My last blog, for example, is a perfect example of an accelerated lifecycle for a piece of data. When I created it, I had it open and didn’t close it until I was done, or had to reboot my system. That file was active. I knew exactly where it was. It was listed on the top of my “Recently Opened” list. I never had to search for it. When I finished writing it, I reviewed it again, made some mild updates and changes. Emailed it for review and for posting on the blog site. It was done.
That blog is now officially long-tail data. I would consider it a short-term file with an accelerated lifecycle that lasted a couple of days at the most. Many files of enterprise projects can be active for months or years. Versioning is used to save the state of data that can become inactive, backups of data can be inactive and so forth, but there is an interesting phenomenon about long-tail data.
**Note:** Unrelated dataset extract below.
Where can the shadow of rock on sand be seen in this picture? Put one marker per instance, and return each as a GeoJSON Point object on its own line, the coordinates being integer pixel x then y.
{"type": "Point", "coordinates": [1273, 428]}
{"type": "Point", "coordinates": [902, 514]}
Looking back at the chart, you’ll see an inverse relationship between the long-tail line and the BLUE line which shows data about this data. The BLUE line shows the activity of the data about data (of course this is not a true logical inverse relationship), the metadata. The less active data becomes, the more referenced the metadata becomes. If you think about how you use data, this should make sense. As I described in my blog file example, the file location is known and is listed on the last recently opened list. The file is active. However, the more inactive the file becomes, the more I need to search for it, either by browsing through the file system or through a full system search. The data about this data is always referenced either in a search for other data or for this data itself. The data about this data becomes a part of every query from now on.
Now, scale this scenario up and out to an enterprise level archive. Data is constantly being ingested. This reminds me of one of my favorite one-liners–“a true data archive only gets bigger”. Part of this ingestion could include cataloging, metadata extraction or full-blown indexing in order to make data in the archive findable at some level.
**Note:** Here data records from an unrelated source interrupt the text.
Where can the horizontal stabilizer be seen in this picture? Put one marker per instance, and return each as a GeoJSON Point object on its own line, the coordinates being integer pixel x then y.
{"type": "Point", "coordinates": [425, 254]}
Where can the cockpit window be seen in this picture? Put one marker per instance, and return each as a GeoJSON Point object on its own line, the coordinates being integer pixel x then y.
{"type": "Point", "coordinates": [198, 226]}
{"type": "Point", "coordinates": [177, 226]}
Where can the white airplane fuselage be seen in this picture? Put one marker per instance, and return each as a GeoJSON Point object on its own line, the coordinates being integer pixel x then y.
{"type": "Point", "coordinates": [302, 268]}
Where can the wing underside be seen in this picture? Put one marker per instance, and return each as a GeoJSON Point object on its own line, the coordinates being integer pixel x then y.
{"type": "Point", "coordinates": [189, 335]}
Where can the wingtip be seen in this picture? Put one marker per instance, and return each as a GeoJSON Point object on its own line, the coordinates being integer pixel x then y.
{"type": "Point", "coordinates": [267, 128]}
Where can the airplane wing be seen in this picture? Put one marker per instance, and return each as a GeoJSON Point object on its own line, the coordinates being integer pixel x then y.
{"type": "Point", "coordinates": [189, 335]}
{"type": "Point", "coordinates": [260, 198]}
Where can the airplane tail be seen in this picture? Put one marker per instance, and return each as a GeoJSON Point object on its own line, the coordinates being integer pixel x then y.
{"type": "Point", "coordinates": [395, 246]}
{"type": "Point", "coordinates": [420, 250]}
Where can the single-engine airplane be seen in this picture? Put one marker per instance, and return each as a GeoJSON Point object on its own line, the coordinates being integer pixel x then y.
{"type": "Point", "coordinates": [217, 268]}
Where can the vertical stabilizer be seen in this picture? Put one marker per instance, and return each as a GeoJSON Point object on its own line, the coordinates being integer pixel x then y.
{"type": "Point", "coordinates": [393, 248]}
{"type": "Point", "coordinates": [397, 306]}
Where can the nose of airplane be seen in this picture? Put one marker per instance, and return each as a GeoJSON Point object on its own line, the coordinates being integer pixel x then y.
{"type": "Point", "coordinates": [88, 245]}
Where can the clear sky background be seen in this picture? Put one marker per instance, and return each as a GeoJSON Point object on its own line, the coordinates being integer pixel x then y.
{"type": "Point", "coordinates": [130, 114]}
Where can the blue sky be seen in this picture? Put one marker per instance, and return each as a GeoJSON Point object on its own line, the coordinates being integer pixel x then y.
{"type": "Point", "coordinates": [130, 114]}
Then again, this assumes that this is a “seamless” system for lifecycle management where data flows automatically through these systems and that all storage tiers are part of the same namespace.
There are archiving systems and data repositories that tend to be more active than long-tail data archives and that are purposely built to ingest data from the get-go. These archiving systems tend to be partitioned off from the rest of the operational and active systems and may not be part of the same, overall “namespace” of which the active data is a part of. Actually, the flow in this case is reversed in that data is pulled from these repositories and staged into an operational state to be processed. Then again, searching for the right data to be “pulled” is also a big part of the system and process.
I’d love to hear from you, what’s your opinion on my use of these terms? How important is data about data in your environment?